Тогда дед спросил: «Эварист, кем ты хочешь быть, когда вырастешь?»
Иногда он думал, что хочет стать важным судьей вроде деда, иногда — мэром Бур-ля-Рен, как отец. Кем ему хотелось стать теперь? Где быть? Подальше от Луи-ле-Гран. Хотя нет, ему нельзя ненавидеть лицей.
Отец говорил: «Можешь ненавидеть идеи, но не людей, которые их воплощают. Даже если бы тебе удалось уничтожить этих людей, ты все равно не уничтожил бы их идеи».
Он изо всех сил постарается не чувствовать отвращения к толстой красной физиономии мсье Берн то, к длинноносому прыщавому надзирателю.
Несколько дней тому назад, когда ездил домой, он сказал матери и отцу, что ему не нравится Луи-ле-Гран.
Мать ответила:
— Без хорошего образования ты ничего не добьешься. Если хочешь стать судьей, врачом или ученым, нужно идти учиться и получить диплом, нравится это тебе или нет.
Он было заспорил, стал передразнивать профессоров, директора, надзирателей, пока отец не покатился со смеху. Мать резко положила этому конец:
— Нас ты, надеюсь, в коллеже не передразниваешь?
Она вышла из комнаты. Если бы не отец, Эварист расплакался бы. Отец заговорил с ним как с равным:
— Тебе не нравится в школе чисто внешняя сторона. Все это будет не так уж важно, если у тебя будет своя собственная внутренняя жизнь. — Он слабо улыбнулся и со смущенным видом добавил: — Чаще заглядывай в самого себя, и ты будешь реже видеть Луи-ле-Гран.
Как часто слышал он, что способности — не все и есть кое-что поважнее. Но это «кое-что» для разных людей было различным. В Луи-ле-Гран это означало послушание. Для матери это были спокойствие и сила. А для отца? Нелегко сказать. Он знал только, что для отца это было связано со значением двух слов, которые ему так часто приходилось слышать: «свобода» и «тирания». Как непохоже звучали эти слова, как по-разному загорались глаза отца, когда он их произносил! Одно было так же далеко от другого, как Бур-ля-Рен от Луи-ле-Гран. Свобода — за нее храбро дерутся и с радостью умирают. Тирания — сила, которая палками и угрозой заставляет творить позорные дела. Свобода — свет, тирания — тьма. Свобода — это Бур-ля-Рен, тирания — Луи-ле-Гран. Но против тирании нужно бороться. Нужно бороться против Луи-ле-Гран. Сегодня им дадут бой. Почему «дадут»? Почему он не думает: «Сегодня
Послышался пронзительный колокольный звон. Колокола! Мелодичен был их голос в Бур-ля-Рен! Их голос был голосом мира. Колокольный перезвон в Луи-ле-Гран будил смятение и тревогу.
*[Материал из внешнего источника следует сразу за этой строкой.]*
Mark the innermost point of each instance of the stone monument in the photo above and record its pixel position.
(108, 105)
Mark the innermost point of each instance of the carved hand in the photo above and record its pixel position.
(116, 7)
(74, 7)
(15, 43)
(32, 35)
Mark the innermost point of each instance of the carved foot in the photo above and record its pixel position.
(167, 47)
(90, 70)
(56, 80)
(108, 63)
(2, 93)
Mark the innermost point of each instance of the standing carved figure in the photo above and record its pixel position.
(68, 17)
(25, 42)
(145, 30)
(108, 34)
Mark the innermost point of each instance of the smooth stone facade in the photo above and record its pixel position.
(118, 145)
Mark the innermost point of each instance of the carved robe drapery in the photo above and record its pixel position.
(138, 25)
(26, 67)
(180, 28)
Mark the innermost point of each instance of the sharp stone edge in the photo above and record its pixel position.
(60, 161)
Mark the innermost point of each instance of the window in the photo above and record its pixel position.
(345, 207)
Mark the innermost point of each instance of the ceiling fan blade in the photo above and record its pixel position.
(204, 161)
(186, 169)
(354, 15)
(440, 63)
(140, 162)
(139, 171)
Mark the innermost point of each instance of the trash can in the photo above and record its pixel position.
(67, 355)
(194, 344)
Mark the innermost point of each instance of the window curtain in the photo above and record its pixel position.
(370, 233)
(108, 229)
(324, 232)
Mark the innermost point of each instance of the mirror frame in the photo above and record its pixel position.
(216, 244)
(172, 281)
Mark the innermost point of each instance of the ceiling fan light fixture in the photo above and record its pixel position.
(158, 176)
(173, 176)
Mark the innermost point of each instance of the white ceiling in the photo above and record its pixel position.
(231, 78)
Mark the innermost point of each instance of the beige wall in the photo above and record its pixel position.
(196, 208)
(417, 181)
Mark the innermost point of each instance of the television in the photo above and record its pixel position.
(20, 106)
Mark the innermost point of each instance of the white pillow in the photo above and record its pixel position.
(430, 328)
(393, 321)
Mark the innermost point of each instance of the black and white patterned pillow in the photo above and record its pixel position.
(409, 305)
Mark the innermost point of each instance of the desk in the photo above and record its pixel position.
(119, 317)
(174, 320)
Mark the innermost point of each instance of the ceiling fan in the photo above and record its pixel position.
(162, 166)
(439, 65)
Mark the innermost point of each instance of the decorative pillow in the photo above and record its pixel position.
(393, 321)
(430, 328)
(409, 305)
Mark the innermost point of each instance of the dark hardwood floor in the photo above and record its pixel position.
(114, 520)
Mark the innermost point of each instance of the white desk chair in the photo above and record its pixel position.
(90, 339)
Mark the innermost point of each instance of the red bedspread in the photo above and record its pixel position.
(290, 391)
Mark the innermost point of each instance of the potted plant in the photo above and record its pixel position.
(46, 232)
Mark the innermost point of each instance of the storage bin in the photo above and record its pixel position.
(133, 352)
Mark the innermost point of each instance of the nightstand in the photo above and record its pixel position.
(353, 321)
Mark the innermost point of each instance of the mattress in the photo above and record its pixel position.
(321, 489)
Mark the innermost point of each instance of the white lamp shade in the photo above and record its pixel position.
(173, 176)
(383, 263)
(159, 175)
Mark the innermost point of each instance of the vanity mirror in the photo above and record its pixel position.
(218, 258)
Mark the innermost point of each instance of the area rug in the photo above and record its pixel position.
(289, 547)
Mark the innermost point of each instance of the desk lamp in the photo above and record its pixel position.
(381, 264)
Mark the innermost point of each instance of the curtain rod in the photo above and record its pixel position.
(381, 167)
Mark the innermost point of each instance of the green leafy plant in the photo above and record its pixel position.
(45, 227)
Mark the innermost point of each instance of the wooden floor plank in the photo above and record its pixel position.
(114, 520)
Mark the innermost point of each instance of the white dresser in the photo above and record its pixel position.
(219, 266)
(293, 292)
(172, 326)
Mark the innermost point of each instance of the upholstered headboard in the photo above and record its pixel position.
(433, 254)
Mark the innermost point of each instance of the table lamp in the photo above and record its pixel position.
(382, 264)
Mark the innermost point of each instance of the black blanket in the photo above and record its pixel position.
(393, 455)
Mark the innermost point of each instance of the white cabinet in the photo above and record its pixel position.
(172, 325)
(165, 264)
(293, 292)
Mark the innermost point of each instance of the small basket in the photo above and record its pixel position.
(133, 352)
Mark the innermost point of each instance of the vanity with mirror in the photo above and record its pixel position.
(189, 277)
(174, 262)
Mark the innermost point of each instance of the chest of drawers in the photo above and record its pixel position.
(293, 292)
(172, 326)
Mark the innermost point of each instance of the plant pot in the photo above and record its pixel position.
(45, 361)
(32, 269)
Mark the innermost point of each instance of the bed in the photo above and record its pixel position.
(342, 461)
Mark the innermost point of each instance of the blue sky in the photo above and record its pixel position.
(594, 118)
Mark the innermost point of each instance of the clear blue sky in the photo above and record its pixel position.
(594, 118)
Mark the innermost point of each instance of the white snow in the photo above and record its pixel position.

В комнату вошли двое, неся большой котел с луковым супом. Ученики разобрали миски и ложки, грудой сваленные в углу. Служитель налил каждому половник супу. В пять минут суп съели, убрали посуду и вытерли лужи грязными тряпками.
Начали собираться ученики, которые были на половинном содержании. У себя в пансионах они проделали ту же утреннюю процедуру, что и их товарищи в школе. А с восьми утра до послеобеденного времени все они составляли одну большую семью, ставшую сегодня единой боевой силой.
В восемь часов вместе со звонком в четвертый класс вошел мсье Гюйо. Вошел, чтобы увидеть семьдесят враждебных лиц. У него были чуть согнутая спина, беспокойные и усталые глаза. Он открыл деревянную дверцу в барьере, окружавшем кафедру, и сел. Лицо его виднелось из-за гипсового бюста Цицерона.
Сегодня в классе царило спокойствие. Никаких шуток над мсье Гюйо, подшутить над которым было так легко, что это уже перестало казаться забавным. Две недели тому назад на кафедру могли бросить крысу. Но не сегодня. Порой в бюст Цицерона летели бумажные шарики и рикошетом попадали в лысую голову мсье Гюйо. Но не сегодня.